Anyone who has been to New York City knows it can be a noisy place. The same goes for the ground beneath our feet as cars, trucks, buses, and subways rumble by. Extremely sensitive seismometers that measure ground motion can detect these vibrations. Due to the COVID-19 crisis and the resulting shelter-in-place protocols active around the world, seismic noise has noticeably decreased worldwide.

Shown below is data from a seismometer currently installed in Central Park as part of the Lamont-Doherty Cooperative Seismographic Network (LCSN). The vertical axis is the root-mean-square (RMS) ground displacement in nanometers. The data have been processed in 1 hour time windows and filtered from 5-15 Hz.

The jagged line labeled “hourly noise” shows the average hourly noise levels measured at the seismometer. The thicker, smooth line labeled “daily noise” shows a running 24 hour average of the thin line.

  • Why is the hourly average jagged?
  • What do the peaks/throughs correspond to?

TIP: Double click to toggle legend on/off

view code

Bokeh Plot

Make Your Own Noise Figure

Now, we will remake the figure in a trinket. This will allow us to change the window length of the running average (the “daily average” bold line in the previous figure). The variable win_hr in the trinket below is the amount of time in hours that the average will be over. Setting this value to win_hr = 24 reproduces the figure above. Try out different values.

  • What does a weekly average look like?
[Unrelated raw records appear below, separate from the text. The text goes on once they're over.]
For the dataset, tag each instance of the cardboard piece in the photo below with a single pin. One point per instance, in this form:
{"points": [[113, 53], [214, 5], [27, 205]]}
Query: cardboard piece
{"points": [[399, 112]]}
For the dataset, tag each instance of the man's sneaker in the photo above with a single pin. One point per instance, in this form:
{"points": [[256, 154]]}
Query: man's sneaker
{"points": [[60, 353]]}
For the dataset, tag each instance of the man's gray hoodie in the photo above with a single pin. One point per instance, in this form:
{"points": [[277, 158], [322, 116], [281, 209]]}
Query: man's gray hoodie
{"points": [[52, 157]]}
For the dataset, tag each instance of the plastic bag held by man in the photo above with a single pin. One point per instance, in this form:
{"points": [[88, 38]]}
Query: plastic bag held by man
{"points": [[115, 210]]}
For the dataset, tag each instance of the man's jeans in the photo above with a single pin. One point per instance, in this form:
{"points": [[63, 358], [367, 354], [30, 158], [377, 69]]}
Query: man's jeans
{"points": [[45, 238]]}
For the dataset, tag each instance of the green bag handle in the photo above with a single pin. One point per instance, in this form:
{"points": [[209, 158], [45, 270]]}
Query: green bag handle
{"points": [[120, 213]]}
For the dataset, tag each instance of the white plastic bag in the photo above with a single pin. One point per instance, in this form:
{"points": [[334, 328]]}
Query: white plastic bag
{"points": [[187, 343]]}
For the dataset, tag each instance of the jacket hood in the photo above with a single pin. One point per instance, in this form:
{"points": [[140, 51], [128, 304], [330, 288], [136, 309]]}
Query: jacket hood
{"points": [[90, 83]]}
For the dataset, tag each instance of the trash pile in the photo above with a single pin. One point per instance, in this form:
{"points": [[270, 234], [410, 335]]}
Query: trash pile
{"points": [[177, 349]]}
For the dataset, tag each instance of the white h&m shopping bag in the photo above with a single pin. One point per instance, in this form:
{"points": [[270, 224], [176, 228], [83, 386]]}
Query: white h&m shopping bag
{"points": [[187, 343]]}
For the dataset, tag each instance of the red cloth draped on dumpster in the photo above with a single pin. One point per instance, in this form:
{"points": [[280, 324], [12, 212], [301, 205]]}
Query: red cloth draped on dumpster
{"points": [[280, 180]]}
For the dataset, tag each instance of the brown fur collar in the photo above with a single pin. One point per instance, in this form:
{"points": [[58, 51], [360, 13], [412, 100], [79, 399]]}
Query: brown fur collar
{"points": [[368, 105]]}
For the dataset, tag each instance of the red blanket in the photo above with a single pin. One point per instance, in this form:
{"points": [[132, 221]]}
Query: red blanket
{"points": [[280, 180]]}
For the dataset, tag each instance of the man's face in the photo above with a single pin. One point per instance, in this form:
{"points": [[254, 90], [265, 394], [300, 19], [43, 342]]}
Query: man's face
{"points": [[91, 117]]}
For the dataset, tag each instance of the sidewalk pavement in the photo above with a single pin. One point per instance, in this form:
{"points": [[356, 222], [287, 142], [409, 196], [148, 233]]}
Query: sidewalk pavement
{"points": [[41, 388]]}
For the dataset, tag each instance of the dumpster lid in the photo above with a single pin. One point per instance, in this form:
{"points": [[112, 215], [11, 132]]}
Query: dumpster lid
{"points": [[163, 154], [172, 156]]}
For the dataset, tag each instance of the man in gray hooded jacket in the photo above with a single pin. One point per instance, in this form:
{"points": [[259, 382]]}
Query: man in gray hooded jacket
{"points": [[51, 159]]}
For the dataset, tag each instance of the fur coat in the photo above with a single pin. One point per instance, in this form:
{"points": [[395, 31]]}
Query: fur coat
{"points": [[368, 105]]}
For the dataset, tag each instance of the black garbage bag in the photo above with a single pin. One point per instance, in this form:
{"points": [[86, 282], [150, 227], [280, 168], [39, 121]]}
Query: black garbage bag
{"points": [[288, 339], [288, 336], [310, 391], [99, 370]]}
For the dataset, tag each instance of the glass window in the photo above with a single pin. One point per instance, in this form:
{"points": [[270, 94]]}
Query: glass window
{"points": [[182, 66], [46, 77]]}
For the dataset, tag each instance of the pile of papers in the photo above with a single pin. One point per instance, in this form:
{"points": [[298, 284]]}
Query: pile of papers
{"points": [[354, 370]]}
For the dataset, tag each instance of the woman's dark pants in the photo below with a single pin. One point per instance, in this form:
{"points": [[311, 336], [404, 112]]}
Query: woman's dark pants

Comparison With Electricity Consumption

A recent New York Times article showed a decrease in electricity consumption in NYC due to COVID-19 related shutdowns of businesses. This is important because most economic indicators are slow and require time, but electricity consumption data is typically reported hourly, providing nearly realtime information on economic status.

Below is a figure showing hourly electricity load pulled from the public NYISO database with respect to the average of the previous 4 years (2016-2019), compared with the same seismic noise levels at Central Park from above.

TIP: Click legend entries to toggle data on/off

view code

Bokeh Plot

Visually, there is an excellent correlation between the two. Both electricity consumption and noise levels dropped during initial lockdown and have apparently begun to increase toward the pre-lockdown levels. Of course, electricity consumption and ground vibrations are not directly linked to one another. Rather, they are both linked to human activity, and the widespread closing of businesses as people stay home has caused both to decrease.